Smith’s fear is that “false positives” would leave children having to isolate needlessly and disrupt their education.
Even if it is decided to roll out vaccinations right down to infancy, that won’t happen overnight so what symptoms do parents need to continue to watch for?
Leahy wants parents to be aware of PIMS TS and on the lookout for fever without an obvious explanation such as a runny nose or ear infection. Other symptoms would include rash and red eyes. If concerned, go to a GP or local A&E.
Most of the children they have seen with PIMS TS either had Covid themselves or had been exposed to somebody who had it. However, that child may or may not have been symptomatic and may or may not have been tested.
Generally, while the virus is still around, if a child has fever, cough and shortness of breath, he or she still needs to be assessed for the virus, he stresses.
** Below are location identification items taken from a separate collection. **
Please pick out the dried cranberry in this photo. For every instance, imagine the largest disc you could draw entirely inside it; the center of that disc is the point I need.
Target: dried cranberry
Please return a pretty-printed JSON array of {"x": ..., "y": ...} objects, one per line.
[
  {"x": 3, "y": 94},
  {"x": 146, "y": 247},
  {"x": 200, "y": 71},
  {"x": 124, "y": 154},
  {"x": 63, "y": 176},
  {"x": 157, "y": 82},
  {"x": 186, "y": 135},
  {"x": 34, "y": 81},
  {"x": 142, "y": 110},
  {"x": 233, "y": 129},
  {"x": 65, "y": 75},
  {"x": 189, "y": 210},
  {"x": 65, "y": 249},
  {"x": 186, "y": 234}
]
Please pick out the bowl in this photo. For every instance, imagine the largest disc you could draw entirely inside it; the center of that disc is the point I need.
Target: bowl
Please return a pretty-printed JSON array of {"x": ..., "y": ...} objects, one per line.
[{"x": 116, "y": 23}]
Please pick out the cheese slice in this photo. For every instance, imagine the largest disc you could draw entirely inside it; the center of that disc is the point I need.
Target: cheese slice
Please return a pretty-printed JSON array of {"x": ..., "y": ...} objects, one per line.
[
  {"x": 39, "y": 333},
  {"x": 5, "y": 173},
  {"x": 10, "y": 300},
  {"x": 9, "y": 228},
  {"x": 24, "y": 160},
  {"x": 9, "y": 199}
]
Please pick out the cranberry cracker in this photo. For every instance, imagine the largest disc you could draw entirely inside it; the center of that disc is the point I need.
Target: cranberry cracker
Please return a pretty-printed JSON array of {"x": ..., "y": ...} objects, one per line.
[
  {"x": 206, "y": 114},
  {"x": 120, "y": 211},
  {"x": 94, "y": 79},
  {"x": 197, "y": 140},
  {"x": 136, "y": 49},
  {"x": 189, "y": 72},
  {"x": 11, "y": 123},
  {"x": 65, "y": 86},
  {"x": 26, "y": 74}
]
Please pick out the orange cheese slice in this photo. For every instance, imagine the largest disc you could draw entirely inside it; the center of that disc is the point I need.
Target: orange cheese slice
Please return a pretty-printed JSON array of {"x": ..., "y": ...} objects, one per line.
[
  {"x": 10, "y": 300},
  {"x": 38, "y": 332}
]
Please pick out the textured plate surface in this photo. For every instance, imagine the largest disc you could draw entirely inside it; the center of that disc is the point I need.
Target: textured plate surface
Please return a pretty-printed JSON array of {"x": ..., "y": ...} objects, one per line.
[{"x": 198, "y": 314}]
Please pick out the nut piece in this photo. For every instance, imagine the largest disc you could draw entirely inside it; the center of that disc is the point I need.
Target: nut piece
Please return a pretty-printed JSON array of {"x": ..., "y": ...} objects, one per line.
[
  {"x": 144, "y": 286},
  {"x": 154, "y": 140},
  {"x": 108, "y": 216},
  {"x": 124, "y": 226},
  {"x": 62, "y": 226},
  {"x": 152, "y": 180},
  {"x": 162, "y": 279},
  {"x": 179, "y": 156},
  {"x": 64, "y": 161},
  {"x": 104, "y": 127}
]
Parents need to take the usual precautions of keeping an eye on sick child, says Smith, with the Covid symptoms of coughs, temperatures, rash and headaches being very like other viral infections. But they must also continue to be vigilant about any risk of their child spreading the virus, and not send them to creche or school but get them tested.
The positivity rate in testing of under-18s is about 2.4 per cent, she reports. As most of these are being tested because they are symptomatic, although some are close contacts, the indications are there is not a high prevalence of the virus among this age group.